Nothing can stop you from feeling like #1 on race day—except for #2. Cramping, diarrhea, and endless port-a-potty stops will ruin race day more than almost anything else Mother Nature can serve up. But it happens to the best of us, so let’s address the elephant in the room with this complete guide to preventing a crap catastrophe at your next race.
What Causes Gastrointestinal (GI) Distress in training/racing?
GI distress originates from the upper and lower intestines. Common upper GI symptoms include belching, nausea and vomiting, heartburn and reflux, and bloating. Lower GI symptoms involve abdominal cramping, gas, side stitch, diarrhea or loose stools, urgency to defecate, and intestinal bleeding.
Symptoms happen in any part of a triathlon but wreak the most havoc during the run, hence the term “runner’s trot.” In the swim, swallowing air from short, rapid breathing can result in belching. Likewise, bike posture can put pressure on the abdomen causing stomach pain, reflux, and belching. But the inherent jarring nature of running jostles the stomach and colon more than in any other sport. This mechanical stress causes food and waste to move through the GI tract more rapidly, all the while blood is being shunted away from the intestines toward the working muscles, reducing functionality of the GI tract.

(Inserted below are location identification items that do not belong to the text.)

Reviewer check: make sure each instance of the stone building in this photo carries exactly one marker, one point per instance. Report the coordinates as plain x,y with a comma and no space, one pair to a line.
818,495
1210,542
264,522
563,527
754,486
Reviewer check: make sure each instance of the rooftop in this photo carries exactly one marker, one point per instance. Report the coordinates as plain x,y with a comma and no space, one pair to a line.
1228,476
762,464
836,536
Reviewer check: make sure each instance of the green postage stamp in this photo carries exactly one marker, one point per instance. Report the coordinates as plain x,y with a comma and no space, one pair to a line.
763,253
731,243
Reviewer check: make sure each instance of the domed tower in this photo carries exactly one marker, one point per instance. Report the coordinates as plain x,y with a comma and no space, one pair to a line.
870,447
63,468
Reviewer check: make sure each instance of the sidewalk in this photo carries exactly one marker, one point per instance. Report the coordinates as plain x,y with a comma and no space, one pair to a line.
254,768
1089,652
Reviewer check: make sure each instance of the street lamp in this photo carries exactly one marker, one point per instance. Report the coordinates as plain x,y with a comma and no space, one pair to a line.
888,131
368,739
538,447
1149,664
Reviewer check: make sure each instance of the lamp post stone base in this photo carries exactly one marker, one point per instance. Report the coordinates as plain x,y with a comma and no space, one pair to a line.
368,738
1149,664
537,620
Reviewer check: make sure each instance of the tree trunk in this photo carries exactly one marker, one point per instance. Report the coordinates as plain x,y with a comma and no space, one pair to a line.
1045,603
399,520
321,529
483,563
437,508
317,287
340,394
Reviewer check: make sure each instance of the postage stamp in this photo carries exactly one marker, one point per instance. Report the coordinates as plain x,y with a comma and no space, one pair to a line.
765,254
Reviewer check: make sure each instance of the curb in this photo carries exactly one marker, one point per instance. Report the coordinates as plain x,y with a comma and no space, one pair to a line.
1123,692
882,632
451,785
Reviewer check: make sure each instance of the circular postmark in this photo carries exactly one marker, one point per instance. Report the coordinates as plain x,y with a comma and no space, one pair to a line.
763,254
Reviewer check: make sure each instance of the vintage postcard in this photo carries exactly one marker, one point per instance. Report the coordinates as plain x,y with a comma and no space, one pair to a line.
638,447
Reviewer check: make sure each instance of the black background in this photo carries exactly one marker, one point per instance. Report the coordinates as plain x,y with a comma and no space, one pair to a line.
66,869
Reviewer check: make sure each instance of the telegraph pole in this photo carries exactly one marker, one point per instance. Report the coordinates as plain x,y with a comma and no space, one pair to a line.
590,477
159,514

Athletes with pre-existing GI issues such as reflux, lactose intolerance, inflammatory bowel disease, and irritable bowel syndrome are more likely to experience GI symptoms during competition. Taking extra precautions to avoid possible “triggers” before race day would be well served.
Preventing GI Distress Before the Race.
We all know that sh!t happens, but when it comes to sabotaging race day, we’ll do just about anything to avoid this pitfall. Luckily, there has been mounting research into the prevention of gut complications in athletes over the past several years. And although every athlete is different and no one size fits all, hopefully one or two of the following strategies will help mitigate the chance of you spending more time in the porta-potty than in the actual race.
Nutritional strategies to implement 1–3 days out from the race.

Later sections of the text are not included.